In Humboldt Park, residents will soon be able to skip down a yellow brick road honoring the creator of The Wizard of Oz who lived in the neighborhood.
While L. Frank Baum was writing the iconic children’s novel he lived at 1667 N. Humboldt Boulevard in a home that is now long gone. Now, Bickerdike Redevelopment Corporation is wrapping up a rehab of nine units in a group of buildings constructed in the 1980s that sit in the same location near Humboldt Boulevard and Wabansia Avenue.
Instead of letting a rather lonely plaque tell the story, the developer decided to add a playful yellow brick sidewalk and later this fall or spring a mosaic mural by Chicago artist Hector Duarte, according to Crain’s Chicago. The project’s art installation cost $65,000 and was funded by donors separately from the housing.
“Beautification, in the way of art, is a way to increase people’s sense of investment in the community,” said Joy Aruguete, chief executive officer of Bickerdike Redevelopment. “We are delighted at the opportunity to bring art to our West Town Housing Preservation project and connect it to such an important author and the story of home that people young and old have enjoyed for over a century.”
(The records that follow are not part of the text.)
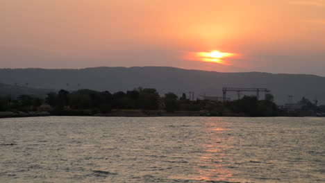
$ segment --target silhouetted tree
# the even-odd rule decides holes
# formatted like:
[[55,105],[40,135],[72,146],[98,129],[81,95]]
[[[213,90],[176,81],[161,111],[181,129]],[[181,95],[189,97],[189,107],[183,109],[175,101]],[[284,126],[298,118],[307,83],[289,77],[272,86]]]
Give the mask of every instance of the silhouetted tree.
[[160,96],[156,89],[143,89],[139,94],[139,107],[143,110],[157,110],[159,98]]
[[165,105],[166,106],[166,111],[168,112],[174,112],[178,110],[178,103],[177,101],[178,96],[173,93],[168,93],[165,94]]

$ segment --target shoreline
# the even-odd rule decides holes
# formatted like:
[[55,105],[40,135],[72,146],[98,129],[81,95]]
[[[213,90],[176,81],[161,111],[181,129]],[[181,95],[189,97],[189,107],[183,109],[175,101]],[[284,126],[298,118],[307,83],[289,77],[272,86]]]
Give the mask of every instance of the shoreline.
[[206,111],[176,111],[167,112],[162,110],[114,110],[110,113],[83,112],[53,113],[50,112],[0,112],[0,119],[42,117],[42,116],[97,116],[97,117],[325,117],[325,116],[248,116],[241,114],[223,113],[213,115]]

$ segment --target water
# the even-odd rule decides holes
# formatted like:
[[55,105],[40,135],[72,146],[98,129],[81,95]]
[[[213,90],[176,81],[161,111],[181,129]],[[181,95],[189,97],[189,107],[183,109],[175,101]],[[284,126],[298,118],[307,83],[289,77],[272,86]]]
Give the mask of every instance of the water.
[[325,182],[325,119],[0,119],[0,182]]

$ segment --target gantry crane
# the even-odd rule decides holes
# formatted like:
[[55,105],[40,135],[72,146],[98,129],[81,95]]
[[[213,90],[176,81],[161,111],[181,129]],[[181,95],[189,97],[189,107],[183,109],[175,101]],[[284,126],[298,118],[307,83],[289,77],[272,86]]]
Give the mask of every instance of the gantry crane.
[[238,100],[240,99],[241,92],[256,92],[256,97],[258,100],[260,98],[260,92],[265,92],[265,94],[270,91],[267,88],[233,88],[233,87],[224,87],[222,88],[223,101],[226,101],[227,92],[235,92],[238,95]]

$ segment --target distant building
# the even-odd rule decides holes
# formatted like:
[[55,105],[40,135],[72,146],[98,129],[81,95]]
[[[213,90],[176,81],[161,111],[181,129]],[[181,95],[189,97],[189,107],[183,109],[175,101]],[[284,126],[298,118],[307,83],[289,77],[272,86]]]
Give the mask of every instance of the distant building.
[[[215,101],[215,102],[222,102],[224,98],[221,96],[202,96],[203,100]],[[226,98],[226,101],[230,101],[230,98]]]

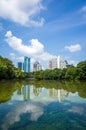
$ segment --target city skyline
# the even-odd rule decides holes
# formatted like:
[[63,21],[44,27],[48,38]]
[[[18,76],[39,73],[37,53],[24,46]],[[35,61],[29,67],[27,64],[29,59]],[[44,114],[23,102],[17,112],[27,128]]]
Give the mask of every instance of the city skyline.
[[0,55],[15,66],[23,57],[43,68],[62,56],[69,64],[86,60],[86,0],[1,0]]

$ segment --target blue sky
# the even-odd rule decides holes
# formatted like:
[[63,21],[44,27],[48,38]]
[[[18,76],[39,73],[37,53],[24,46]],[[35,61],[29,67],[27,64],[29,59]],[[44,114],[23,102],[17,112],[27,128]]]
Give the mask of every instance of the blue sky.
[[86,60],[86,0],[0,0],[0,55],[44,68],[58,55]]

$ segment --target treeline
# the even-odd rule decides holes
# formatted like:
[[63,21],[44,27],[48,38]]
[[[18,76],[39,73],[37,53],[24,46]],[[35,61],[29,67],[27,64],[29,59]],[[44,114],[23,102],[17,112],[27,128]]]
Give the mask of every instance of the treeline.
[[86,61],[81,61],[77,67],[64,69],[42,70],[34,73],[36,80],[86,80]]
[[12,61],[0,56],[0,80],[2,79],[24,79],[29,78],[31,74],[24,73],[21,69],[16,68]]

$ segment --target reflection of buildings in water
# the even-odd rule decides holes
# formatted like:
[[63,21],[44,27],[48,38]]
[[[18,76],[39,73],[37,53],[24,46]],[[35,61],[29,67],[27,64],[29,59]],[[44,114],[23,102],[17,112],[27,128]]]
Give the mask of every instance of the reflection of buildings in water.
[[59,102],[63,101],[65,97],[68,96],[68,92],[66,90],[63,89],[49,89],[49,96],[56,98]]
[[33,87],[33,93],[35,96],[38,96],[42,92],[42,88]]
[[18,95],[23,97],[23,100],[29,100],[30,99],[30,86],[26,85],[21,88],[17,92]]

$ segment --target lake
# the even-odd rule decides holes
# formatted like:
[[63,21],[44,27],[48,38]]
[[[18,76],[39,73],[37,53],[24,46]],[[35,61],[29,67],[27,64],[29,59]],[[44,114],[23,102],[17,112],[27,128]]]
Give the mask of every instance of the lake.
[[85,130],[86,82],[0,82],[0,130]]

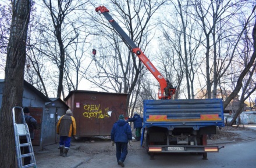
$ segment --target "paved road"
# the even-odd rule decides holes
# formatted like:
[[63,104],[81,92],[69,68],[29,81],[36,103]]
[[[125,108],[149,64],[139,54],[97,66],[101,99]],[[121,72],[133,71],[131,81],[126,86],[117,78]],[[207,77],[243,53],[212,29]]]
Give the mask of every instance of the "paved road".
[[[256,125],[250,126],[250,127],[256,130]],[[256,167],[256,132],[246,132],[243,134],[250,137],[247,139],[251,140],[218,144],[225,147],[221,149],[219,153],[208,153],[208,160],[202,160],[201,155],[189,154],[159,154],[155,156],[154,160],[150,160],[145,149],[140,148],[140,142],[134,142],[131,147],[133,150],[129,150],[125,162],[125,167]],[[111,144],[110,142],[105,143],[105,147]],[[95,143],[95,144],[97,143]],[[47,147],[45,151],[36,153],[38,167],[121,167],[117,164],[115,150],[92,155],[74,149],[70,151],[69,157],[63,158],[58,156],[58,144],[50,145]],[[76,147],[73,147],[74,148]],[[104,146],[99,146],[99,148],[101,147],[104,148]]]

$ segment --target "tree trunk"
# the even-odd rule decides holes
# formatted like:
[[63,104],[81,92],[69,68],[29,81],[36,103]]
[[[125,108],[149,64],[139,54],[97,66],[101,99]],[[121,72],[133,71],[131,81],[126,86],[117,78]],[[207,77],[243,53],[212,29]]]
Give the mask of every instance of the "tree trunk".
[[30,0],[13,1],[12,21],[7,51],[5,87],[0,112],[0,165],[17,167],[12,109],[22,107],[26,43]]

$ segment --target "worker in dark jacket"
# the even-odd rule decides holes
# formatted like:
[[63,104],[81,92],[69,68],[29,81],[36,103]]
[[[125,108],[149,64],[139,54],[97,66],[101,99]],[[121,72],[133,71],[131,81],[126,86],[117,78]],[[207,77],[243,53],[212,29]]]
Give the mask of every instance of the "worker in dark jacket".
[[[27,127],[29,127],[29,134],[30,136],[30,139],[32,141],[34,138],[34,130],[37,129],[37,120],[31,115],[29,109],[29,108],[25,107],[23,109],[24,112],[24,117],[25,118],[26,123],[27,125]],[[27,143],[27,137],[26,136],[21,136],[20,140],[20,144]],[[20,151],[22,152],[24,151],[24,154],[29,154],[29,147],[24,147],[20,148]],[[27,156],[24,158],[24,165],[27,165],[30,164],[31,157]]]
[[70,147],[71,136],[76,134],[76,120],[68,109],[58,122],[56,132],[59,134],[59,155],[66,157]]
[[123,162],[128,154],[128,142],[132,140],[132,137],[131,127],[125,120],[123,115],[120,115],[119,120],[114,123],[111,130],[111,138],[112,145],[114,143],[116,144],[116,155],[118,165],[124,167]]
[[136,140],[140,141],[141,138],[141,130],[142,128],[142,121],[140,115],[136,112],[133,112],[133,117],[128,119],[127,122],[133,122],[133,127],[136,129],[135,134],[136,135]]

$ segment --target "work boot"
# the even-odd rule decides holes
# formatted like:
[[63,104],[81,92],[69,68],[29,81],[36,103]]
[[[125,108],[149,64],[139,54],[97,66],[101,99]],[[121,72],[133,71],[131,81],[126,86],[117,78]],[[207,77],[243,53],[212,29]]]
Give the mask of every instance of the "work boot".
[[59,147],[59,156],[62,156],[64,153],[64,147]]
[[64,155],[63,155],[63,157],[67,157],[67,152],[69,152],[69,148],[65,148],[64,149]]
[[118,161],[118,165],[120,165],[122,167],[125,167],[125,165],[123,164],[123,162],[119,160]]

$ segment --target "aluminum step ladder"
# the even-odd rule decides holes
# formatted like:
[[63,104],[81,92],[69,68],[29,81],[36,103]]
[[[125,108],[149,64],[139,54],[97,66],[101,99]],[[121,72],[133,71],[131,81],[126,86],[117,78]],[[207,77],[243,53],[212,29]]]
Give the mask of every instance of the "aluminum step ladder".
[[[22,123],[17,123],[15,120],[15,109],[20,108],[19,110],[22,115]],[[17,110],[16,110],[17,111]],[[30,139],[30,134],[29,134],[29,127],[26,123],[25,116],[24,115],[23,109],[21,107],[14,107],[12,108],[12,115],[13,119],[14,133],[15,137],[15,145],[17,155],[17,160],[18,167],[37,167],[35,163],[35,158],[34,155],[32,143]],[[27,138],[27,143],[20,144],[20,137],[26,136]],[[22,154],[20,147],[28,147],[29,153],[26,154]],[[22,165],[22,159],[25,157],[30,156],[30,164],[27,165]]]

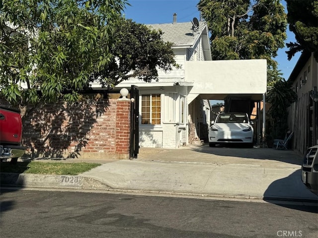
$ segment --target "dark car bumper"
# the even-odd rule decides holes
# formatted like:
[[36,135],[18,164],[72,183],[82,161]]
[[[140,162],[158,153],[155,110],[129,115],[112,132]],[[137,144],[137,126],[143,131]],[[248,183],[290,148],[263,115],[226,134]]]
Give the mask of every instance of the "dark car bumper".
[[302,180],[308,189],[318,195],[318,172],[308,170],[307,168],[302,169]]

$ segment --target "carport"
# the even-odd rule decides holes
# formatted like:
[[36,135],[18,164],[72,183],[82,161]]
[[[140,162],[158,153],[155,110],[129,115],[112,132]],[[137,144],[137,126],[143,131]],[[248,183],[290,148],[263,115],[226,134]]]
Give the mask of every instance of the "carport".
[[[267,85],[266,60],[187,61],[185,81],[189,87],[187,105],[200,95],[207,100],[248,99],[257,103],[257,142],[264,142],[265,129],[265,95]],[[263,144],[263,145],[264,144]]]

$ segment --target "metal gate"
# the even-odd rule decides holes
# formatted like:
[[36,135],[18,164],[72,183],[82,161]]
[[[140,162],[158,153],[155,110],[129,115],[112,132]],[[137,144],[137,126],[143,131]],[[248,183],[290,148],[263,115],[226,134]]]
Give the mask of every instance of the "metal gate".
[[130,99],[129,158],[131,160],[137,158],[139,152],[139,89],[137,86],[131,85]]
This isn’t the first time the developer has incorporated art into one of its housing projects—the entrance to the Rosa Parks Apartments has colorful images depicting Parks’ contribution to the Civil Rights Movement.
Aruguete said that the “there’s no place like home” signage and movie theme is in line with the developers mission of preserving affordable housing.
“It’s meaningful for the development because the location at Humboldt & Wabansia is now home to nine families. The book has a rich connection to housing and home,” said Aruguete. “In our current time, it can be linked to the housing instability that so many families and individuals are facing due to rising housing costs,” she said.
There are a few new affordable housing projects that are pushing against the stereotype of low-income housing design. For example, three new public library and housing projects opened this year one of which was designed by John Ronan. His firm said the bright, colorful project aimed to “transcend the brutal pragmatism which has characterized Chicago’s past efforts in this area.”